本作のプロデュースを手がけているのはポール・デヴィリアーズという人で、YESのライブアルバム『9012LIVE: THE SOLOS』(1985年)や『BIG GENERATOR』(1987年)のエンジニアを務めたり、KING CRIMSONに携わっている人とのこと。クリムゾンは別として、いわゆる“90125 YES”関係というのを知ってからこの『WELCOME TO THE REAL WORLD』を聴くと、意外と頷けるものがあるのではないでしょうか。
あと、リリースは本作よりもあとですが、DEF LEPPARDの『HYSTERIA』(1987年)にも通ずるものがありますよね。サウンドプロダクションをもっと派手に(リバーブ深めに)したら、かなり近いものがあるんじゃないかと。楽曲の質感もどこか近いものがあるし、90125 YES 〜 MR. MISTER 〜 DEF LEPPARDと並べてみると、実はMR. MISTERを中心にみんなつながるんじゃないかと。そんなことにも気づかせてくれる1枚です。
まあとにかく、後半のヒットシングル畳み掛けは圧巻です。前半のヒンヤリとしたアーバンポップ/ロックも独特の色があるけど、やはり「Kyrie」「Broken Wings」の強さといったら。特にこの2曲は今聴いても色褪せない魅力があるなと思いました。
結果として彼らは次作『GO ON...』(1987年)で再び失速。1989年に制作していたものの、未発表のまま解散してしまった4thアルバム『PULL』も2010年にWEB限定で発表され、最近では国内初リリースも実現しました。この2枚も決して駄作ではないので、本作が気に入ったらぜひチェックしてみてはどうでしょう。

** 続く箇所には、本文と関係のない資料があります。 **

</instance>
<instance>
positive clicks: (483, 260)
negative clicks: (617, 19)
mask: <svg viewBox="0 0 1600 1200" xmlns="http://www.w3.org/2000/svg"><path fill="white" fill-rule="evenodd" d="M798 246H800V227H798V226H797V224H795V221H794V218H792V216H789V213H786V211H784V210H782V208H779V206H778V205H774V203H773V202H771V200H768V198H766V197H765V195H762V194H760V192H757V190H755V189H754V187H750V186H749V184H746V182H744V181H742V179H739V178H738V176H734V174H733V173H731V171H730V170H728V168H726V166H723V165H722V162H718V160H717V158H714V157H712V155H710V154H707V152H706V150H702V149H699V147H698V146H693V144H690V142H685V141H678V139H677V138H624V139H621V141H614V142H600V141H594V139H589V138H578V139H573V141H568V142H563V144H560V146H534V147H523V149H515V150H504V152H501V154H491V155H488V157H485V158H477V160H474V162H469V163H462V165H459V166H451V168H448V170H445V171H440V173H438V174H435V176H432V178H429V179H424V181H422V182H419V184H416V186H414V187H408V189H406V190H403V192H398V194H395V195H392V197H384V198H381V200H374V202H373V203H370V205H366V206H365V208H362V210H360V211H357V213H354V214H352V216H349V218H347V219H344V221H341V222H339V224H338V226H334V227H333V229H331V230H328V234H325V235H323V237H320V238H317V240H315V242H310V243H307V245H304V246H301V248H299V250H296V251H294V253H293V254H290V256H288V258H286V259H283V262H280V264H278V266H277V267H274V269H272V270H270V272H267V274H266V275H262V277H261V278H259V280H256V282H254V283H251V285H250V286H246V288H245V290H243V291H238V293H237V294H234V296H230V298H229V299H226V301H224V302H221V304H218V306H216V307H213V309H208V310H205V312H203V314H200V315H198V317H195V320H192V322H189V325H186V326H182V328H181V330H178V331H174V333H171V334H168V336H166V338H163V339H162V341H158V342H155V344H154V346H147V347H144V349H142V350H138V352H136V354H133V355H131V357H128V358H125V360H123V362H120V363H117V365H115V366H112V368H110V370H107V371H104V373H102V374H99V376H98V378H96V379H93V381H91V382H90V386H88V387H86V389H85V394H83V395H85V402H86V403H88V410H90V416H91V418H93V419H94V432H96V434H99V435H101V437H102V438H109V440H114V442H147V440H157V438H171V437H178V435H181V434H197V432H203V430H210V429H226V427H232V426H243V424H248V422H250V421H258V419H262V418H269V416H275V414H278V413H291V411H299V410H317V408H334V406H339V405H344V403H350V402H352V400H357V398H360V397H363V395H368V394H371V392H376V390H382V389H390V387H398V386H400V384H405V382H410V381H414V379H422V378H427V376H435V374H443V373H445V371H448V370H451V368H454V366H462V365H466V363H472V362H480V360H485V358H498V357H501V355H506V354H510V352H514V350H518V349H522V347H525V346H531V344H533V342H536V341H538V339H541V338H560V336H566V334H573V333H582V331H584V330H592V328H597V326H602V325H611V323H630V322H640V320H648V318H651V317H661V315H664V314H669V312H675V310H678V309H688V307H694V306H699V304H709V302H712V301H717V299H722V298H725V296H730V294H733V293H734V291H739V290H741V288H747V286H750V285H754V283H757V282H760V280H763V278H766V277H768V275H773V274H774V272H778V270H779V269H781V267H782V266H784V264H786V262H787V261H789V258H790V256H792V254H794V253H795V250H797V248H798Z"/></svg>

ちなみに、MR. MISTER解散後、ギターのスティーヴ・ファリスは一時期WHITESNAKEのツアーに参加。ドラムのパット・マステロットは90年代以降のKING CRIMSONに参加し、レコーディングやツアーで活躍しているのはご存知のとおり。リチャード・ペイジもソロアーティストとして、またリンゴ・スターのツアーメンバーとして活動中です。